Number of channels increases to 26

PARIS — Broadcasters held their breaths Tuesday as the French parliament began debating what slice of the action each may expect to get when France’s terrestrial TV goes digital in 2002.

The change from analog will swell the number of channels from six to 36, transforming French television. But so far, only the pubcasters have been guaranteed a big stake; the private networks fear they are going to be shortchanged.

Under the bill before parliament, France Television, the company that unites pubcasters France 2 and France 3, will be allotted 1-1/2 digital six-channel “multiplexes,” or blocks of frequencies, giving the public sector a total of nine channels. That’s too many, according to industry skeptics who believe the cash-strapped and audience-starved pubcasters won’t be able to pull it off.
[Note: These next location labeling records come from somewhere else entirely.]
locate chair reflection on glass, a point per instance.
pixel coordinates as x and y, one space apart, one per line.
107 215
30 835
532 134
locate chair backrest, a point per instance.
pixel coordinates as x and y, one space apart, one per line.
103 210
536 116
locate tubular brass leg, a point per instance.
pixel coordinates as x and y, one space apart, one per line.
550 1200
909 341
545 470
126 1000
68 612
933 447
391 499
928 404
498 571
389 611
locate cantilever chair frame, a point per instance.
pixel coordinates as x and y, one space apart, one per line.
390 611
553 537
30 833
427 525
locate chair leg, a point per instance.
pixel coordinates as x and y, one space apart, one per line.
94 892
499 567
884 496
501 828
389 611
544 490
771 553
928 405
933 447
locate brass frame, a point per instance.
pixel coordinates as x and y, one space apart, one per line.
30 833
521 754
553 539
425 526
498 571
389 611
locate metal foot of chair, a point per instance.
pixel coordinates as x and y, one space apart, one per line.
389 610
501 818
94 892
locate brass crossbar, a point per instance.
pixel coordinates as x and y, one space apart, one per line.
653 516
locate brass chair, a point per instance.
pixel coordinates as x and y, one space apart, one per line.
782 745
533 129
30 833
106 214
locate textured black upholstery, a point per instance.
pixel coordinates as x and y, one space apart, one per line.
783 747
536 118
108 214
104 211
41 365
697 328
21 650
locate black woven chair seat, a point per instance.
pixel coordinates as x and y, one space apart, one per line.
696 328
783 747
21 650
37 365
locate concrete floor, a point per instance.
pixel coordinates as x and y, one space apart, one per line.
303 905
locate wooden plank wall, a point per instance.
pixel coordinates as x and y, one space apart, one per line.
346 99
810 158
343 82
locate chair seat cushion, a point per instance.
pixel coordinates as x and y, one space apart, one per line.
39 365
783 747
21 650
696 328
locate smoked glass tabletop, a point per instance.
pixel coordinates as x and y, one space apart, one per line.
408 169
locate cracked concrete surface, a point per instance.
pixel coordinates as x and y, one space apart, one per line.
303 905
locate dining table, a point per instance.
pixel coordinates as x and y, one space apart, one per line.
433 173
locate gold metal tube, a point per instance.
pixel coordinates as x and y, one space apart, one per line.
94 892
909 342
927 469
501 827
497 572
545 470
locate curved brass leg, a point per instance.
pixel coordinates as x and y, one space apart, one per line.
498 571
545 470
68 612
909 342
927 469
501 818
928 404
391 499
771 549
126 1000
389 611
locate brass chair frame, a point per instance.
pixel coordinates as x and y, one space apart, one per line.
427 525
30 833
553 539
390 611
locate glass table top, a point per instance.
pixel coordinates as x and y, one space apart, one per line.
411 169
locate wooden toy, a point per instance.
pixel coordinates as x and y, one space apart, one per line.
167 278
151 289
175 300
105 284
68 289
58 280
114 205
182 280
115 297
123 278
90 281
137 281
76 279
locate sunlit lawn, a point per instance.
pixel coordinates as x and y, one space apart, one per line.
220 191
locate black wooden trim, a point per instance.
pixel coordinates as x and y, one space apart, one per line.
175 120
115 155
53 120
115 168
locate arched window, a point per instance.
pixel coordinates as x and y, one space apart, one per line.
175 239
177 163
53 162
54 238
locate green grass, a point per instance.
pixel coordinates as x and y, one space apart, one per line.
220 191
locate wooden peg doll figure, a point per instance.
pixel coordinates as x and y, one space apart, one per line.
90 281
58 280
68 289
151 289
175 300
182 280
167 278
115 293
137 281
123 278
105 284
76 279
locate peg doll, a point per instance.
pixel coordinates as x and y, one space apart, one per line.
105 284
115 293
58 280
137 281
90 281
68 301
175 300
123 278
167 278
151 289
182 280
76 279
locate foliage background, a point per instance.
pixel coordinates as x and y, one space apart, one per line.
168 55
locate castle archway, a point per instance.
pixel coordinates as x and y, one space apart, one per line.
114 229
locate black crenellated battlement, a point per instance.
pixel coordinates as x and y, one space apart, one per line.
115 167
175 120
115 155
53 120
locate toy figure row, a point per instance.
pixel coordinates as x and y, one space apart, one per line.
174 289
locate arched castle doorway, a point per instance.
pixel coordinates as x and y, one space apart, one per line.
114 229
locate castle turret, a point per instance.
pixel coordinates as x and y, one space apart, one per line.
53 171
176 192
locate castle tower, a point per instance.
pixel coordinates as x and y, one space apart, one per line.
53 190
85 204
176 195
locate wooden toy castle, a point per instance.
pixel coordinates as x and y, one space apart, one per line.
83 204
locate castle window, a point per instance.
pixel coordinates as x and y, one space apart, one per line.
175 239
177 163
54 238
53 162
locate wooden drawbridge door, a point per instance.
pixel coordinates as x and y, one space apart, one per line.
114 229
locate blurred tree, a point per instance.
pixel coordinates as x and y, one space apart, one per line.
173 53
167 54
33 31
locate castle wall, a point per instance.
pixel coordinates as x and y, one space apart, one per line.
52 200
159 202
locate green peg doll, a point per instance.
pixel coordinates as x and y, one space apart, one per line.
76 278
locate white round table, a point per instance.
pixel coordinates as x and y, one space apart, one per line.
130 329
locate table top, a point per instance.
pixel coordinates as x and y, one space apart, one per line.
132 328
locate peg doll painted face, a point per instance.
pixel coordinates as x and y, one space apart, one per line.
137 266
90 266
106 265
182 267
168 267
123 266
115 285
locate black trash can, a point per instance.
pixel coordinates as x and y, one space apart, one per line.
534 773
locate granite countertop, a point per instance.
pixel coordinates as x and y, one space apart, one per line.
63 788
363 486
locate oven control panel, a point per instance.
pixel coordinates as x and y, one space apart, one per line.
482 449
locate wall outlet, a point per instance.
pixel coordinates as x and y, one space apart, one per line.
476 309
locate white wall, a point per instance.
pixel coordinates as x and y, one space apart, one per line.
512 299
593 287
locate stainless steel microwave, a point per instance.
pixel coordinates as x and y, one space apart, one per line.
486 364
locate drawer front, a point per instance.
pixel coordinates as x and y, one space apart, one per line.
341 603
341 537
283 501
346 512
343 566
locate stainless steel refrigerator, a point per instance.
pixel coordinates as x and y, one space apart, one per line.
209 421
Meanwhile, leading private network TF1, pay TV company Canal Plus and private net M6 are earmarked to get only two channels each. Under the proposed legislation, they will have to bid for the remaining four channels in their respective multiplexes if they wish to have them.

Euro Commission push

The stakes for the private networks are driven higher by the European Commission, which is pushing France to comply with European law and allow foreign investors to take up to 49% of a French TV company.

The private nets fear that could pave the way for the likes of Rupert Murdoch’s BSkyB, Spain’s Telefonica, Bertelsmann or Silvio Berlusconi’s Mediaset to gain a major foothold in French broadcasting.

The current debate is the final stage of a two-year effort by Culture Minister Catherine Trautmann to reform France’s TV sector. The principal element of the broadcasting bill that has already been voted involves the setting up of a super holding company, France Television, to oversee France 2 and France 3.